Provenance and peer review: Requested article; Without external evaluation.
The bibliography is found in the bmj.com version
Translation: Dr. Rodica Chirculescu
from:
http://www.bmj.ro/articles/2013/12/05/dsm-5-un-diagnostic-fatal
În România ,țară a Uniunii Europene există o epidemie de rujeolă boală care a fost declarată de OMS cu mulți ani în urmă eradicată în Europa!
Asăzi când vorbim există 17 de copii morți de rujeolă și șase mii de copii și adulți infectați!
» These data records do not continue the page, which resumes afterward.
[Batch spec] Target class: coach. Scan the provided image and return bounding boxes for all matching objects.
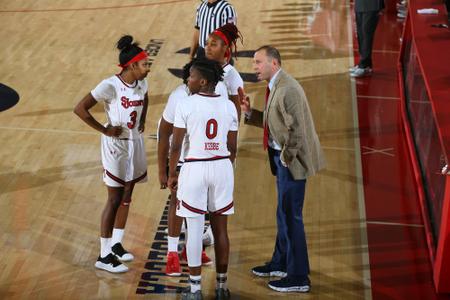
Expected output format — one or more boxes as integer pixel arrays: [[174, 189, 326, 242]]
[[189, 0, 237, 60], [241, 46, 325, 292]]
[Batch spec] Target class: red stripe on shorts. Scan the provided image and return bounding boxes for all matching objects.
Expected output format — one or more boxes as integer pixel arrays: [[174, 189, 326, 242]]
[[181, 201, 206, 215], [212, 202, 234, 215]]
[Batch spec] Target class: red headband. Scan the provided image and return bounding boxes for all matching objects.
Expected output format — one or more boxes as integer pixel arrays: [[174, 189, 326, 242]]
[[118, 51, 148, 69], [213, 30, 230, 46]]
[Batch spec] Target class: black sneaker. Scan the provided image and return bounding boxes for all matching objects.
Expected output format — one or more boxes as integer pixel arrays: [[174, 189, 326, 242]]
[[111, 243, 134, 261], [269, 276, 311, 293], [252, 262, 287, 277], [95, 253, 128, 273], [215, 288, 230, 300]]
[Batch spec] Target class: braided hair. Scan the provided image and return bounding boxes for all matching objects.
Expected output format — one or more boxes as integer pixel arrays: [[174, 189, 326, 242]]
[[192, 58, 224, 86], [182, 58, 196, 84], [212, 23, 244, 58], [116, 35, 144, 65]]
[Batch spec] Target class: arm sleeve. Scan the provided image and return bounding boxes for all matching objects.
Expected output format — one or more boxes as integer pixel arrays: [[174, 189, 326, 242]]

Astfel rujeola s-a răspândit în Europa iar până și Germania care a raportat aproximativ 400 de cazuri a luat măsuri severe ca să oprească răspândirea bolii amendând cu 2500 de euro pe cei care refuză vaccinarea.
De ce boală psihică suferă acei oameni care refuză să-și vaccineze copii?
Este refuzul de a se vaccina o boală psihică ,un complex de superioritate derivat din așa zisa informare de pe internet adică din citirea știrilor false?
Poate DSM să răspundă la aceste întrebări?
Să vedem ce este DSM:
”Este usor de criticat, spune Kapur, dar “cred ca multi oameni nu cunosc deloc istoria, fiindca pot gasi orice defect pentru DSM, dar nu stiu nimic despre confuzia ce domnea in privinta diagnosticarii tulburarilor psihiatrice in urma cu 40 de ani... Ce se numea schizofrenie in New York nu era schizofrenie in Londra, iar din acest punct de vedere am facut un salt urias.”
Jonathan Gornall jurnalist independent, Suffolk, Marea Britanie
jgornall@mac.com
Competing interests: Niciunul de declarat.
Provenance and peer review: Articol solicitat; fara evaluare externa.